It should be so simple. A woman pregnant with an 11 week old fetus enters a hospital, where a team of medical experts decide that continuing the pregnancy is likely to kill her. The medical team performs an abortion, and the woman lives.
For approving that action, a long-time nun has now been excommunicated.
A Catholic nun and longtime administrator of St. Joseph's Hospital and Medical Center in Phoenix was reassigned in the wake of a decision to allow a pregnancy to be ended in order to save the life of a critically ill patient.
The decision also drew a sharp rebuke from Bishop Thomas J. Olmsted, head of the Phoenix Diocese, who indicated the woman was "automatically excommunicated" because of the action.
The Bishop sees no issue with the fact that any other option would have killed both mother and child, and stands by his ruling.
Bishop Thomas J. Olmsted, head of the Phoenix Diocese, indicated in a statement that the Roman Catholic involved was "automatically excommunicated" because of the action. The Catholic Church allows the termination of a pregnancy only as a secondary effect of other treatments, such as radiation of a cancerous uterus.
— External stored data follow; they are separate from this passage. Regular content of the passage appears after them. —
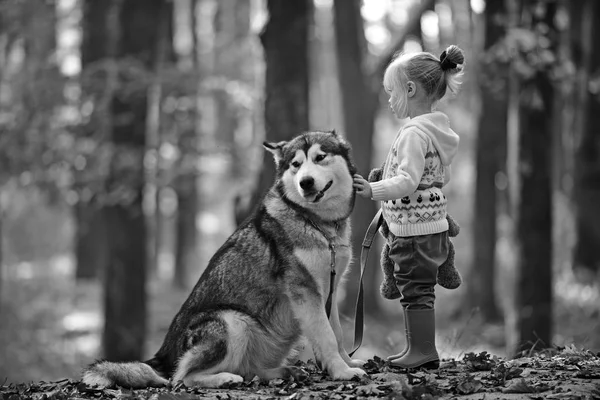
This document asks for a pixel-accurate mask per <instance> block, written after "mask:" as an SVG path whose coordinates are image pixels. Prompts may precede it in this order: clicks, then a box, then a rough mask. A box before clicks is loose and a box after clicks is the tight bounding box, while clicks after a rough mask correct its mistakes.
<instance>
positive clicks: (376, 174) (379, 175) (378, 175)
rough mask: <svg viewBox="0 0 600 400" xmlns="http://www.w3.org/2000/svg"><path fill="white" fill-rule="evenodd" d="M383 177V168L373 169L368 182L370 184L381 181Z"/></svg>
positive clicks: (370, 174)
mask: <svg viewBox="0 0 600 400" xmlns="http://www.w3.org/2000/svg"><path fill="white" fill-rule="evenodd" d="M382 175H383V168H373V169H372V170H371V172H369V177H368V178H367V180H368V181H369V182H377V181H380V180H381V176H382Z"/></svg>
"I am gravely concerned by the fact that an abortion was performed several months ago in a Catholic hospital in this diocese," Olmsted said in a statement sent to The Arizona Republic. "I am further concerned by the hospital's statement that the termination of a human life was necessary to treat the mother's underlying medical condition.
"An unborn child is not a disease. While medical professionals should certainly try to save a pregnant mother's life, the means by which they do it can never be by directly killing her unborn child. The end does not justify the means."
Olmsted added that if a Catholic "formally cooperates" in an abortion, he or she is automatically excommunicated.
Yet not everyone in the church thinks the situation is so cut and dry. Some church leaders actually see value in NOT killing women.
Although I cannot disagree with the bishop's theology and support the Church's protection of the sacredness of all life, I suspect he needs "medical" treatment himself: a strong injection of reality.
Most important is a simple reality: If the mother of an 11-week-old fetus dies, the fetus will also die. It is too soon in life for the child to survive outside the womb no matter what the hospital might try. That means two deaths. Is there really a morally defensible reason for two innocents to die when one can live? It's a hackneyed phrase, but what would Jesus have done?
It is long past the time to reconsider this. If all life deserves our protection and is sacred to our Creator, then a mother's life is just as worthy as her child's. How has this become lost in the battle over abortion?
Some people, in fact, are wondering if it is ever safe to allow a woman to seek medical help in Catholic hospitals, knowing that their own health and well-being will be put behind religious dogma.
[I]f my life were at stake, or that of a woman I loved, I would not want to risk the chance that a woman less enlightened or flexible than Sister McBride was the ethicist ruling on my case in a medical emergency. So let me make this clear: At the present moment, as a physician, I would not feel comfortable with a woman I cared about seeking obstetric services at a Catholic hospital. In fact, I would not want a pregnant woman I cared about obtaining any medical treatment at a Catholic hospital. From this point forward, I will tell my pregnant patients, in all but the most emergent and high-risk circumstances, to instruct any ambulance that picks them up to avoid Catholic hospitals. That is tragic, because these institutions have a long and noble history of providing care to this nation's needy and most desperate. Alas, thanks to men like Mr. Olmsted, obtaining obstetric care at a Catholic hospital has become a dangerous game of Russian roulette.
Seem like an overreaction? Not really, once you read some of the comments on the Fox News version of the story.
Only God has the right to end a person's life. Who is to say that the mom's life is more precious than the baby's? Maybe God wanted that unborn baby to live rather than the mom. It's not our decision, it's God's. We have to put our lives in God's hands and trust that He is Almighty and knows better than us.
And of course, one person claims, "We don't know alot about this case, but I'm sure the Bishop knows more than we do."
Not the doctors, not the patient, not the hospital staff. It's the Bishop who obviously knows best and should be trusted.